Figure 5. A rule with partially learned conditions. 


Each bound is a conjunction of expressions, 
each expression describing a variable. For 
instance, 

(switch sw (connected-to a) (position closed)) 

describes 'sw' as being a switch connected to 
'a', and being in the 'closed' position. The 
variable 'a' is described by a different 
expression from the same bound. 

The bounds and the version space are called 
plausible because they have been initially 
formed based on an incomplete explanation 
and its over-generalization (see section 4.3.2). 

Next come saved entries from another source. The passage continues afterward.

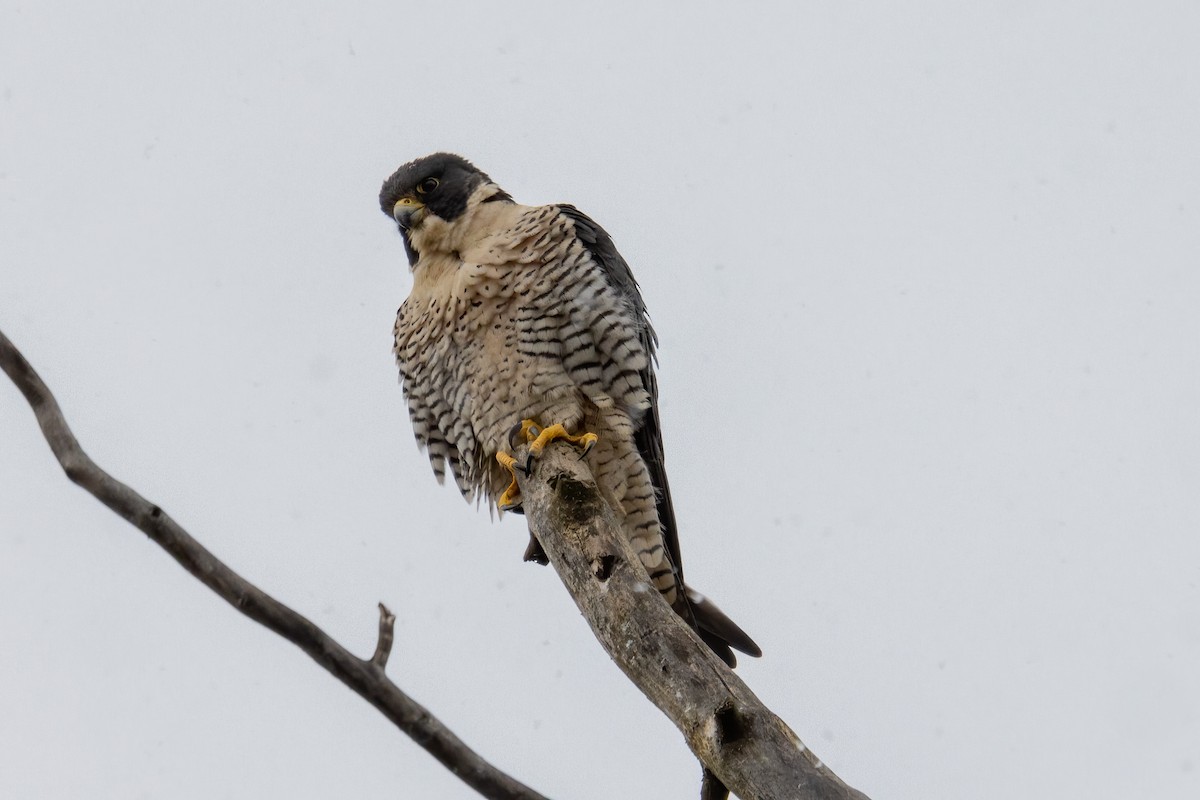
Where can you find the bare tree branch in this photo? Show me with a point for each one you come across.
(736, 738)
(365, 678)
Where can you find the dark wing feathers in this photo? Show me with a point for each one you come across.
(649, 435)
(714, 627)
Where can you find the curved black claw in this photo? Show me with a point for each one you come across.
(535, 553)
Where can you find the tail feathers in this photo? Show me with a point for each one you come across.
(718, 631)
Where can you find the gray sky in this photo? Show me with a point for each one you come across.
(927, 284)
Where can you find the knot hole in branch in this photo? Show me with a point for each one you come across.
(731, 726)
(603, 566)
(580, 501)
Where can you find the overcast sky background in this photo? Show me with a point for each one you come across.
(927, 287)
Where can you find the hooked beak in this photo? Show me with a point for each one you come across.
(406, 211)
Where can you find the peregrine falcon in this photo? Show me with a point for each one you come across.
(525, 323)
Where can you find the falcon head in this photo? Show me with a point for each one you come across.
(438, 186)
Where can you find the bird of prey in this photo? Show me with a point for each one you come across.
(525, 322)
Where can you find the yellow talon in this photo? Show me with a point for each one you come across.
(538, 439)
(511, 497)
(585, 441)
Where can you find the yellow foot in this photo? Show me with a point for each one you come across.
(538, 439)
(511, 498)
(585, 441)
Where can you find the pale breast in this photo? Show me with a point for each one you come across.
(520, 325)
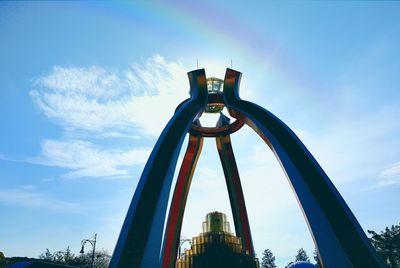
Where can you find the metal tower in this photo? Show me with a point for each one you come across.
(337, 234)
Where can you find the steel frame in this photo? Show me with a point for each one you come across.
(336, 232)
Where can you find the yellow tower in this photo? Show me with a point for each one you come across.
(216, 246)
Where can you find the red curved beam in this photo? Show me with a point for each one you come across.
(177, 209)
(235, 192)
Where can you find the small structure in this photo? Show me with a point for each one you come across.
(216, 247)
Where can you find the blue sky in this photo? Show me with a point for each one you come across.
(86, 88)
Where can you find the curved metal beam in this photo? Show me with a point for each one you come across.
(178, 203)
(336, 232)
(139, 242)
(238, 206)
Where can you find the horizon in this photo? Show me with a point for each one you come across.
(86, 88)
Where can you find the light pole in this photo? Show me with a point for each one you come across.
(181, 241)
(93, 243)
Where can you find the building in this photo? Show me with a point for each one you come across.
(216, 246)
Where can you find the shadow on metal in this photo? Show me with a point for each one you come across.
(337, 234)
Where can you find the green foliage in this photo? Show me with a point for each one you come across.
(268, 259)
(302, 255)
(387, 243)
(101, 258)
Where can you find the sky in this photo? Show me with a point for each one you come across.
(87, 87)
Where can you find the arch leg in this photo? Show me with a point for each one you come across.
(139, 242)
(178, 203)
(235, 192)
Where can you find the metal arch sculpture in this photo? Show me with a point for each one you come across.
(337, 234)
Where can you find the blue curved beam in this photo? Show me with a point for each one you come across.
(139, 242)
(336, 232)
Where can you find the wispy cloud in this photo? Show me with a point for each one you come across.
(85, 159)
(95, 99)
(30, 198)
(390, 176)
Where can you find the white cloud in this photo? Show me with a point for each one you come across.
(94, 99)
(390, 176)
(29, 198)
(85, 159)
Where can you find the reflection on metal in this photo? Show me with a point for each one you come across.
(216, 240)
(340, 240)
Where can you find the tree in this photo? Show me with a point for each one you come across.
(268, 259)
(302, 255)
(101, 258)
(387, 244)
(47, 256)
(316, 257)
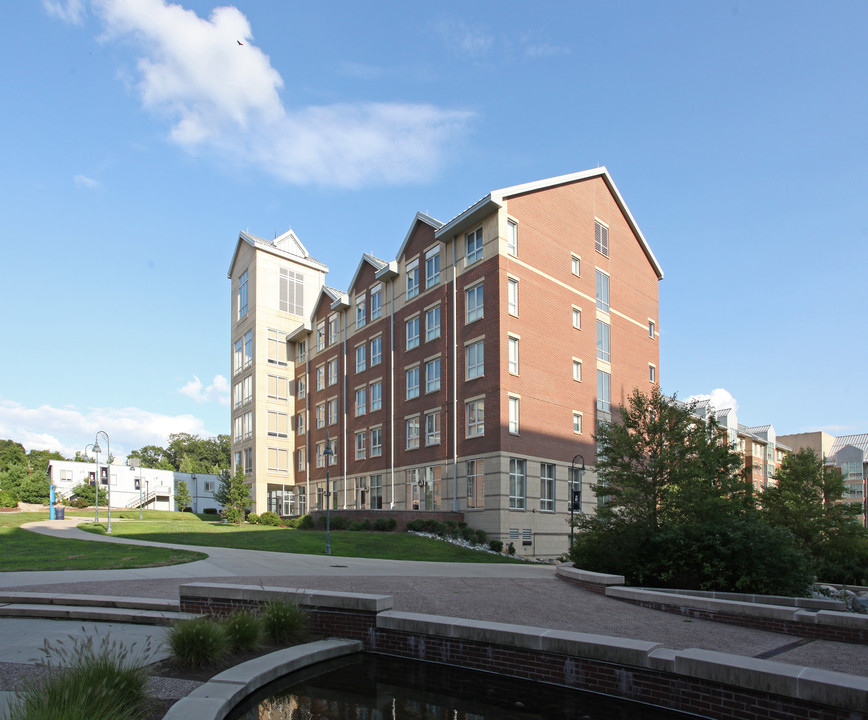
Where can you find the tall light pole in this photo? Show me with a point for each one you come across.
(327, 453)
(575, 495)
(95, 483)
(96, 449)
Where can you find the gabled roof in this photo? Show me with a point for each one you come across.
(494, 201)
(287, 246)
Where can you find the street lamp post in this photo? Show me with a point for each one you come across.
(575, 495)
(96, 449)
(327, 453)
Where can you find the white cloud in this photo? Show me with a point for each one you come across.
(217, 391)
(221, 93)
(68, 429)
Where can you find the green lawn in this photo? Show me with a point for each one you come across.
(390, 545)
(26, 550)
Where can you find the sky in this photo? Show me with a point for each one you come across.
(138, 137)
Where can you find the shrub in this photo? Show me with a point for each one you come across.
(243, 630)
(197, 642)
(284, 622)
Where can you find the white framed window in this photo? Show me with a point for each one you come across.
(512, 238)
(513, 355)
(412, 428)
(512, 296)
(474, 304)
(412, 279)
(432, 267)
(474, 360)
(376, 395)
(546, 487)
(517, 484)
(601, 238)
(432, 323)
(412, 382)
(432, 375)
(412, 332)
(475, 413)
(514, 407)
(473, 246)
(603, 342)
(602, 291)
(432, 427)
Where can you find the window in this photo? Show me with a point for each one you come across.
(413, 332)
(412, 427)
(412, 377)
(376, 395)
(513, 415)
(432, 267)
(577, 423)
(278, 387)
(473, 242)
(278, 424)
(432, 427)
(474, 355)
(292, 292)
(475, 412)
(432, 375)
(432, 323)
(278, 460)
(242, 295)
(512, 296)
(603, 346)
(473, 303)
(517, 484)
(360, 312)
(604, 391)
(475, 484)
(413, 279)
(547, 487)
(602, 291)
(513, 356)
(376, 302)
(601, 239)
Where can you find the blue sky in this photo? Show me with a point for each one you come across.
(138, 138)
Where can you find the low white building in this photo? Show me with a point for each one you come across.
(134, 487)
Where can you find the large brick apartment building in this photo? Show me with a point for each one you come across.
(467, 374)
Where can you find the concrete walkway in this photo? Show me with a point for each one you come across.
(526, 594)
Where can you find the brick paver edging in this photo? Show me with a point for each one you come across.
(718, 685)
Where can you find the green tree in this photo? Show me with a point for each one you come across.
(234, 495)
(183, 499)
(675, 509)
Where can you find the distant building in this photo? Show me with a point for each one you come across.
(132, 487)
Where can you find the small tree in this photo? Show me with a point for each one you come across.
(234, 495)
(183, 499)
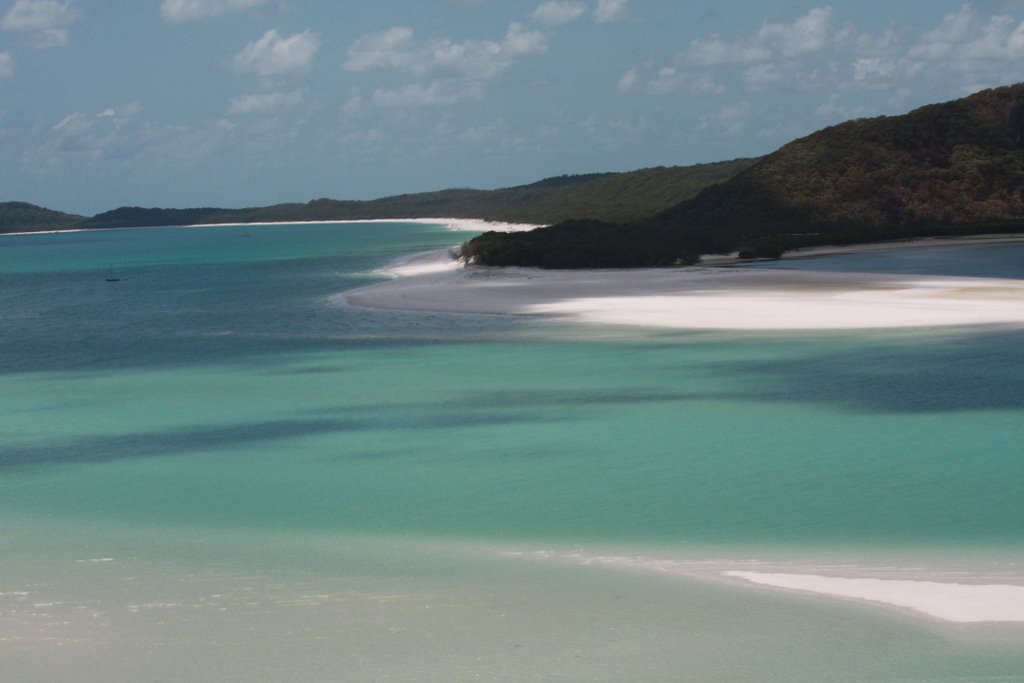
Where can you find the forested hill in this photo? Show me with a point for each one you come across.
(20, 216)
(616, 197)
(950, 168)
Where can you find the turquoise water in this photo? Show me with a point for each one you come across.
(217, 411)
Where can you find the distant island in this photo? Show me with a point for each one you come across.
(614, 197)
(948, 169)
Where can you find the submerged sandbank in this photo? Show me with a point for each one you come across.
(697, 297)
(963, 603)
(904, 583)
(455, 224)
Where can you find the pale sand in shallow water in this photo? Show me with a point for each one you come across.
(963, 603)
(973, 598)
(698, 298)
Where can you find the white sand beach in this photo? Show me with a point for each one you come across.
(962, 596)
(962, 603)
(454, 224)
(720, 298)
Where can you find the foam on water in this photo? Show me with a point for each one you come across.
(301, 497)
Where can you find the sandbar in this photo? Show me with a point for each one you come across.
(963, 603)
(717, 298)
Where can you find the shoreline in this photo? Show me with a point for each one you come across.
(923, 588)
(454, 224)
(697, 298)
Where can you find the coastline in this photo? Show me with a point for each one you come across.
(923, 587)
(701, 297)
(454, 224)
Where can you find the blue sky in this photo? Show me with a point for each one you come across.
(242, 102)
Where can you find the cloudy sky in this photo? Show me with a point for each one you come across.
(240, 102)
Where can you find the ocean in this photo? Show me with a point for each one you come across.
(214, 469)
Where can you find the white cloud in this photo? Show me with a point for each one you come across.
(6, 65)
(759, 77)
(51, 38)
(611, 10)
(264, 101)
(806, 35)
(966, 38)
(436, 93)
(630, 81)
(520, 41)
(558, 12)
(730, 119)
(46, 20)
(39, 15)
(178, 11)
(274, 55)
(398, 49)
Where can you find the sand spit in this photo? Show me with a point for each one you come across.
(455, 224)
(962, 603)
(698, 297)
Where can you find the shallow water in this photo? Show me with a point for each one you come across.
(349, 481)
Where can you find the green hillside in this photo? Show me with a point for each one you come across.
(943, 169)
(24, 217)
(614, 197)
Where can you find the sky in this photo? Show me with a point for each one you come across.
(251, 102)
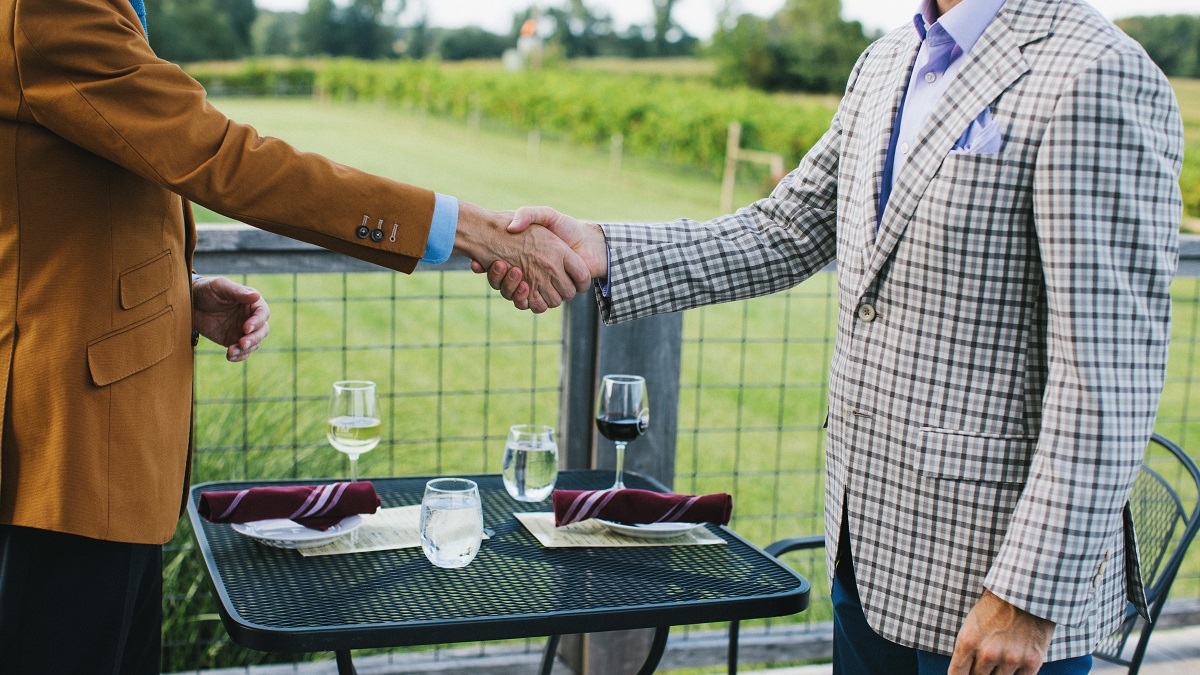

Also, the learning process takes place in an 
incomplete representation language that may 
cause the lower bound to cover some negative 
examples and the upper bound to fail to cover 
some positive examples. During learning, the 
two bounds progressively converge toward 
the exact applicability condition of the rule. 
However, due to the incompleteness of the 
system's knowledge, there is no guarantee 
that the two bounds will become identical, and 
therefore equal to the exact applicability 
condition of the rule. This is not a weakness 
of the system because it can use the partially 
learned rules to monitor the EPS system (see 


section 4.2), and the rules will be 
continuously improved. 

Finally, the current state of the EPS is 
represented by the readings of the ammeters 
and the voltmeter, and the states of the 
switches (open/closed). 

4.2 The Monitoring System 

The monitoring system is a situation-action 
production system, in which each rule 
recognizes a fault type in the EPS and issues 
the appropriate corrective action. 

If the exact condition of a rule matches the 
current fault state of the EPS then the action 
from the right-hand side of the rule is called a 
routine repair of the EPS. 

Because many of the system's rules are 
represented as plausible version spaces, the 
matching process has to take into account the 
lower and upper bounds of these spaces. 

Let us consider, for instance, the following 
state of the EPS in which the reading of 
ammeter 1 is low during the day, and switch 1 
is open (see Figure 2).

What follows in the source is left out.